Le capital social désigne l’ensemble des apports en numéraire, des apports en nature et des apports en industrie. Ils sont mis à la disposition de votre entreprise par les actionnaires ou les associés. Ils vous permettent de constituer le patrimoine propre de la société et de définir la répartition des pouvoirs et responsabilités. Ce sont notamment les droits de vote aux assemblées générales qui varient selon les apports en capital social de chaque acteur.

Le montant du dépôt de capital social

Pour précision, le dépôt de capital social ne concerne que les apports en numéraire, c’est-à-dire les sommes d’argent. Ceux-ci sont différents des apports en industrie et de ceux en nature. Aussi, le montant doit être obligatoirement mentionné dans les statuts de la société. Il sera également déclaré lors de l’envoi de votre dossier et peut varier en fonction du statut juridique de la société :

  • il est de 0 euro pour les EURL, pour lesquelles aucun montant minimum n’est requis,
  • 1 euro pour les SAS, SARL et SASU,
  • 37 000 euros pour les SA,

Tout le capital social doit être versé dans les 5 ans qui suivent la création de l’entreprise. Par contre, il faudra verser au moins une partie de celui-ci au moment de la création. La proportion dépend du statut juridique de la société :

  • 20 % pour les SARL,
  • 50 % pour les SAS et les SA.

Où déposer le capital social ?

Vous pouvez déposer le capital social en espèces, sous forme de chèque ou de virement bancaire auprès d’une banque ou d’un notaire. De même, la Caisse des dépôts et consignations peut constituer votre lieu de dépôt. Les documents à fournir au moment de déposer le capital sont :

  • la pièce d’identité du déposant et des autres actionnaires de l’entreprise,
  • les statuts de la société,
  • la liste des souscripteurs des titres sociaux,
  • l’adresse du siège social,
  • la demande de dépôt,
  • l’adresse du représentant légal de l’entreprise,
  • le règlement du dépôt et l’attestation de provenance des fonds.

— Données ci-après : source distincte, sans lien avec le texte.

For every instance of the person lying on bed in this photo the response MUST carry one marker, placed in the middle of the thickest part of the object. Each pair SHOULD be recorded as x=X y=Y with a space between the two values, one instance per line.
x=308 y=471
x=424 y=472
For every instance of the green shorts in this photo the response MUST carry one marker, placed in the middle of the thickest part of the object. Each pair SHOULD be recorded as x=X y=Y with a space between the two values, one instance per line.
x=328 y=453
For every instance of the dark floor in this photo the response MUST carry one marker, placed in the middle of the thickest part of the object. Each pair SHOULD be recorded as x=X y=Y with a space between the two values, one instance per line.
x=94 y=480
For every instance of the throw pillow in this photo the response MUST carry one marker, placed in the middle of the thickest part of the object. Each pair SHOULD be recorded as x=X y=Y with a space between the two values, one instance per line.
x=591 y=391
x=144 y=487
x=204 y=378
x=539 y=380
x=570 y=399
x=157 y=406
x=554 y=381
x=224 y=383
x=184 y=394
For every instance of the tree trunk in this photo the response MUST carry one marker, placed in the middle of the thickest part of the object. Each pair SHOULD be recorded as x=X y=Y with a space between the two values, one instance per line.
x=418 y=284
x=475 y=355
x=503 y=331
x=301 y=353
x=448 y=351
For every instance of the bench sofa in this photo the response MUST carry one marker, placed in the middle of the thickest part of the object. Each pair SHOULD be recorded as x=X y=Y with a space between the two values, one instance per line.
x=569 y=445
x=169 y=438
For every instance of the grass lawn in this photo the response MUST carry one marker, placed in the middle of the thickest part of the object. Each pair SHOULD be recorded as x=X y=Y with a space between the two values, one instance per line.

Les fonds ne seront débloqués que lorsque l’immatriculation sera effectuée. Vous devez également présenter l’extrait Kbis afin d’accéder aux fonds déposés.

déposer le capital social

La publication d’une annonce légale

Dans le cadre de la constitution d’une société, vous avez l’obligation de publier une annonce légale. Celle-ci se fera dans un journal d’annonces légales par arrêté de la préfecture. De même, le journal doit se trouver dans le même département que le lieu de domiciliation de votre entreprise. Pour précision, cette démarche administrative peut être réalisée en ligne.

Une annonce légale doit mentionner un certain nombre d’éléments :

  • la dénomination sociale,
  • le sigle,
  • la forme juridique,
  • le montant du capital social
  • l’adresse de domiciliation,
  • l’objet social,
  • la durée de la société,
  • les noms et adresses des associés solidaires,
  • l’indication du greffe du tribunal de l’immatriculation.

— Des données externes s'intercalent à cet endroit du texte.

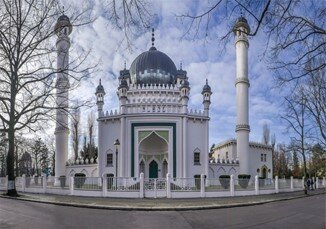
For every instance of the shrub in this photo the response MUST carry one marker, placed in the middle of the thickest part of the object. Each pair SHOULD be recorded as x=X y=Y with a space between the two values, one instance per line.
x=81 y=178
x=244 y=176
x=225 y=181
x=62 y=180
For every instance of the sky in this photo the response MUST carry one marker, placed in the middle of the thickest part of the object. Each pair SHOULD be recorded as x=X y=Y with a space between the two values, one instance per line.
x=202 y=58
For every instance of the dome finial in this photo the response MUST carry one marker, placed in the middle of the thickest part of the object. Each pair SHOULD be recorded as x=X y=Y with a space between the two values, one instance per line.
x=153 y=37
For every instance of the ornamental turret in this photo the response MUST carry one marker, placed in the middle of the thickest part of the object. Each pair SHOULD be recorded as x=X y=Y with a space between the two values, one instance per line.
x=63 y=29
x=122 y=93
x=241 y=30
x=207 y=92
x=184 y=94
x=100 y=93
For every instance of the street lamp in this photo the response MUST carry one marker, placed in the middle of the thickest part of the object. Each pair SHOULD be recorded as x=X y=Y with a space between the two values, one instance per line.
x=117 y=144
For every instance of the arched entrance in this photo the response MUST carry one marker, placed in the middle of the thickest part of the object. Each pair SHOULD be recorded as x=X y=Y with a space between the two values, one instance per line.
x=153 y=153
x=264 y=172
x=153 y=169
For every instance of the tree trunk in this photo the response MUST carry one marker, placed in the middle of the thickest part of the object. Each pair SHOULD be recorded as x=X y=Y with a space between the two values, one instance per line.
x=10 y=163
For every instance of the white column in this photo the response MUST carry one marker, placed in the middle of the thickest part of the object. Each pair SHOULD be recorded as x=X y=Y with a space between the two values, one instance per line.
x=23 y=182
x=168 y=185
x=242 y=97
x=44 y=183
x=104 y=185
x=202 y=185
x=256 y=185
x=232 y=185
x=71 y=185
x=141 y=185
x=122 y=167
x=184 y=146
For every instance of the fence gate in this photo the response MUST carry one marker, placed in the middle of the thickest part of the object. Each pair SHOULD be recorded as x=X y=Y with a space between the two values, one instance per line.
x=154 y=187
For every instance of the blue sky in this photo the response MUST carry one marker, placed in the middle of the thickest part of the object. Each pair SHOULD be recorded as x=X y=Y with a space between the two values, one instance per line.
x=202 y=58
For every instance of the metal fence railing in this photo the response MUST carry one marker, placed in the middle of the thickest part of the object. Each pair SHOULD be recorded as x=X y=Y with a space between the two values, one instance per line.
x=57 y=182
x=265 y=184
x=284 y=183
x=217 y=184
x=123 y=184
x=244 y=184
x=88 y=183
x=185 y=184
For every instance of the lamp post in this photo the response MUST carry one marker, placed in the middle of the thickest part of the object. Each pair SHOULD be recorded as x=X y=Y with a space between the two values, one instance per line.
x=117 y=144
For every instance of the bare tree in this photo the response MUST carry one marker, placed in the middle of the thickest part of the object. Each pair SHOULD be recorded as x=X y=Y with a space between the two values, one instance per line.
x=266 y=134
x=28 y=71
x=75 y=131
x=315 y=95
x=297 y=120
x=294 y=29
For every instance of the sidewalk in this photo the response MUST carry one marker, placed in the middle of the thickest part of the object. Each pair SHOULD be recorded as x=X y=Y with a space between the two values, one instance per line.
x=161 y=204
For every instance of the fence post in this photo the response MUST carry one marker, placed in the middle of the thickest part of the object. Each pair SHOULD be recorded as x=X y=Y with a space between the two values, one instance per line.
x=276 y=184
x=104 y=185
x=23 y=182
x=44 y=182
x=232 y=185
x=256 y=185
x=141 y=185
x=168 y=185
x=71 y=187
x=202 y=185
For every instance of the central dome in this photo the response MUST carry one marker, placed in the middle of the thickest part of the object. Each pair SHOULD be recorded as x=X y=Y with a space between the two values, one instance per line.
x=153 y=67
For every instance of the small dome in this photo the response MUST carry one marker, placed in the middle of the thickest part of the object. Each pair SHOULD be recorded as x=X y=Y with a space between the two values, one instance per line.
x=123 y=83
x=63 y=21
x=241 y=22
x=206 y=88
x=100 y=88
x=159 y=68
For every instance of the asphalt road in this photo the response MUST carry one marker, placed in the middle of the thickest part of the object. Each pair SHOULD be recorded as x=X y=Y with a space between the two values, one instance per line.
x=298 y=213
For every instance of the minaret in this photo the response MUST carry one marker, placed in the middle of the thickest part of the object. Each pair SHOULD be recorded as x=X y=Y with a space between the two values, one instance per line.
x=207 y=92
x=100 y=93
x=62 y=29
x=241 y=29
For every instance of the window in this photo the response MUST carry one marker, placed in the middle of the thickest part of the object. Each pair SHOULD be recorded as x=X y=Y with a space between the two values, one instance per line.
x=109 y=159
x=197 y=158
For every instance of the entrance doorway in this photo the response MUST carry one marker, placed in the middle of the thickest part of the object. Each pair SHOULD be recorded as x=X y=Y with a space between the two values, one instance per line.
x=153 y=169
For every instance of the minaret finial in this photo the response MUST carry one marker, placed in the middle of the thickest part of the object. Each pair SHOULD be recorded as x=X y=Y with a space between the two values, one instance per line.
x=153 y=37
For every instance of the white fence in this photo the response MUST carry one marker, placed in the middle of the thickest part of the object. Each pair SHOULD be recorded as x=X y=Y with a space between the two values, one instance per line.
x=138 y=187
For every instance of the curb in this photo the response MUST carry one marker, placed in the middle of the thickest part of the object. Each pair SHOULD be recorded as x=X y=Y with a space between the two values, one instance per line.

Depuis le 1er janvier, le coût de publication d’une annonce légale est devenu forfaitaire. Ce qui signifie qu’il ne dépend plus du nombre de lignes comme auparavant. Les coûts forfaitaires hors taxe en France varient en fonction de la forme juridique.

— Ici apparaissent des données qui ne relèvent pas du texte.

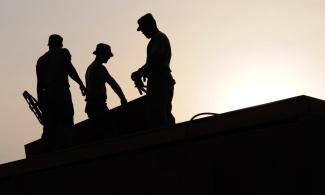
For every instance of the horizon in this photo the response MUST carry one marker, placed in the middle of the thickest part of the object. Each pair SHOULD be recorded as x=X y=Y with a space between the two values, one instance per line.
x=226 y=55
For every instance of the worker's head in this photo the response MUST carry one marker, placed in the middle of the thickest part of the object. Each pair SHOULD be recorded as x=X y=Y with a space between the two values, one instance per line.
x=103 y=52
x=147 y=25
x=55 y=41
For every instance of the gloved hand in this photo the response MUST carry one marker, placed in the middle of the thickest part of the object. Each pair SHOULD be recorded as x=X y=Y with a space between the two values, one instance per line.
x=136 y=77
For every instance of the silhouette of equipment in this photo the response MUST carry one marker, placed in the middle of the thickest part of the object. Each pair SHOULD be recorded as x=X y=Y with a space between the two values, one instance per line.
x=33 y=106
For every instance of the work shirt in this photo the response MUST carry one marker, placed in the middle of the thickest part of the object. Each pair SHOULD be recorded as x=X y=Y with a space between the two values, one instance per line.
x=52 y=70
x=96 y=77
x=157 y=67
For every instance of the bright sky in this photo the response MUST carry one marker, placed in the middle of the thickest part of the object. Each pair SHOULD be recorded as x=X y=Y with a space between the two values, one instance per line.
x=227 y=54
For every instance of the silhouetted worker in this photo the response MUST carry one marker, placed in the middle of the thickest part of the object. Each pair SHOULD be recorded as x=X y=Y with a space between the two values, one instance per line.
x=53 y=69
x=160 y=84
x=96 y=78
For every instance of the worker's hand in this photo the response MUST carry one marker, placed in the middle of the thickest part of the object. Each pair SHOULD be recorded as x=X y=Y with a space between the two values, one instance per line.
x=82 y=89
x=135 y=76
x=141 y=87
x=123 y=101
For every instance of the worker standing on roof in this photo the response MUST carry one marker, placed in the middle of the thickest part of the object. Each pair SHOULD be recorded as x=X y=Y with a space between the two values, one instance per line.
x=96 y=78
x=53 y=69
x=160 y=85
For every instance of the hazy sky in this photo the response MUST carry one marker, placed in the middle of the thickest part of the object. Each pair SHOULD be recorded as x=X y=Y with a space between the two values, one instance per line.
x=227 y=54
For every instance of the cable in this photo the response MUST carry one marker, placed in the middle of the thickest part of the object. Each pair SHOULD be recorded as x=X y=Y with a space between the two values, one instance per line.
x=203 y=113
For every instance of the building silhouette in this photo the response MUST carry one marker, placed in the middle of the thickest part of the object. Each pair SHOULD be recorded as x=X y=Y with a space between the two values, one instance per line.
x=274 y=148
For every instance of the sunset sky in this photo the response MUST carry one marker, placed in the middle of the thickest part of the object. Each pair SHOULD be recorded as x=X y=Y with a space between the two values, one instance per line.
x=227 y=54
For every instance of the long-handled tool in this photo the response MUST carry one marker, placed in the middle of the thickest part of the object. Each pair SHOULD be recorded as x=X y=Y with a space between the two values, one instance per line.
x=33 y=106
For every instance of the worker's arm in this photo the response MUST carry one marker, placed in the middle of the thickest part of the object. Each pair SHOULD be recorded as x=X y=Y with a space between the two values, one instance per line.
x=73 y=73
x=116 y=88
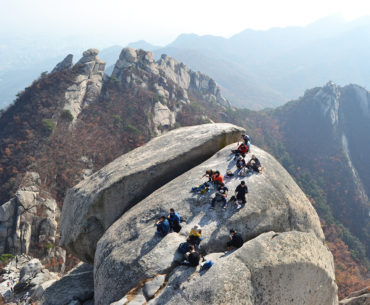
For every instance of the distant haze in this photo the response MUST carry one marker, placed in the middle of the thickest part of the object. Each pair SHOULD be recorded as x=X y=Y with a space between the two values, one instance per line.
x=159 y=22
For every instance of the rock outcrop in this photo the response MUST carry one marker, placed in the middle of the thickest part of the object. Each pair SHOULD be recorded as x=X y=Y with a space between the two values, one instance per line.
x=88 y=83
x=78 y=284
x=361 y=297
x=24 y=279
x=65 y=64
x=96 y=202
x=28 y=224
x=171 y=70
x=274 y=269
x=170 y=81
x=130 y=251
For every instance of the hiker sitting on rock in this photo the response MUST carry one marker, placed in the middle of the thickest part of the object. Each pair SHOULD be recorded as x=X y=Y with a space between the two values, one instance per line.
x=240 y=192
x=209 y=173
x=221 y=195
x=240 y=163
x=236 y=240
x=174 y=220
x=163 y=226
x=242 y=150
x=254 y=164
x=245 y=138
x=192 y=257
x=195 y=236
x=217 y=178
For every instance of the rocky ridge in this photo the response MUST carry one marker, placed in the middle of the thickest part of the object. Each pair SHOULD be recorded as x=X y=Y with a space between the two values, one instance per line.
x=28 y=224
x=130 y=252
x=97 y=201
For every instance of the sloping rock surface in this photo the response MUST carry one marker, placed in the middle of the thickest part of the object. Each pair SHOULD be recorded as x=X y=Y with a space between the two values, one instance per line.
x=361 y=297
x=130 y=251
x=96 y=202
x=274 y=269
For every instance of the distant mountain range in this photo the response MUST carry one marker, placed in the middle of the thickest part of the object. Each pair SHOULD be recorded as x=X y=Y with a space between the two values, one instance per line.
x=256 y=69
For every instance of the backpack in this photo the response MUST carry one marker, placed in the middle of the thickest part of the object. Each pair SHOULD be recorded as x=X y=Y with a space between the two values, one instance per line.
x=183 y=248
x=176 y=227
x=206 y=265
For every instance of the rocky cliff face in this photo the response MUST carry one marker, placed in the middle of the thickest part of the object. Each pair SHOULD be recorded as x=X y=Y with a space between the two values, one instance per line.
x=28 y=224
x=95 y=203
x=326 y=133
x=275 y=204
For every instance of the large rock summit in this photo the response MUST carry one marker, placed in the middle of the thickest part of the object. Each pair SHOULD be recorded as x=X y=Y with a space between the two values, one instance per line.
x=96 y=202
x=284 y=259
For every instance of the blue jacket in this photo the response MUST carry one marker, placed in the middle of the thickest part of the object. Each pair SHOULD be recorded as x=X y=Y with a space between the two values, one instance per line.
x=164 y=227
x=175 y=217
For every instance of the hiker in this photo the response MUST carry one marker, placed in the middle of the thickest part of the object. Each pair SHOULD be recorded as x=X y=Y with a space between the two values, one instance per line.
x=192 y=257
x=174 y=220
x=203 y=188
x=240 y=193
x=236 y=240
x=195 y=236
x=209 y=173
x=245 y=138
x=254 y=164
x=163 y=226
x=221 y=195
x=217 y=178
x=240 y=163
x=242 y=150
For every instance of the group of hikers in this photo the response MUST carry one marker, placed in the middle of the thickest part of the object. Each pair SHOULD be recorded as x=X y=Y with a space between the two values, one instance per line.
x=171 y=223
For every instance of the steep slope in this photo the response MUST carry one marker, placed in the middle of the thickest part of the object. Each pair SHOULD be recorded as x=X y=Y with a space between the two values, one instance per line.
x=130 y=251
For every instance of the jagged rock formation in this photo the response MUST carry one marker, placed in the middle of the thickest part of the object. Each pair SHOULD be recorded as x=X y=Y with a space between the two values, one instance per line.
x=76 y=287
x=88 y=82
x=130 y=252
x=28 y=224
x=336 y=120
x=28 y=279
x=96 y=202
x=169 y=72
x=65 y=64
x=361 y=297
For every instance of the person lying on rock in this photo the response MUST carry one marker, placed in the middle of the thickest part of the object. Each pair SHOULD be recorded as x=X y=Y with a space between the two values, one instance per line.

L’envoi du dossier au greffe pour obtenir l’immatriculation

Après l’envoi de votre dossier au greffe viennent l’inscription du registre du commerce et des sociétés (RCS) et l’immatriculation de l’entreprise. Il s’agit donc de la naissance administrative de la structure qui est matérialisée par l’extrait Kbis.

Le Kbis est le seul document officiel qui atteste de l’immatriculation de votre entreprise. Il regroupe l’ensemble des mentions connues par le RCS. En outre, vous obtiendrez votre numéro de TVA intracommunautaire, utile pour vos activités commerciales.

Enfin, l’envoi du dossier au greffe s’effectue auprès d’un organisme comme le Centre de Formalités des Entreprises (CFE). Vous devrez ainsi fournir une copie de votre carte d’identité, un justificatif de domicile, un document d’état civil, un certificat de dépôt de fonds et une fiche de déclaration sur l’honneur de non-condamnation.

Vous connaissez désormais les différentes démarches administratives à suivre dans le cadre de la constitution de votre société. N’hésitez pas à faire appel à un expert dans le domaine afin qu’il puisse vous accompagner dans votre projet.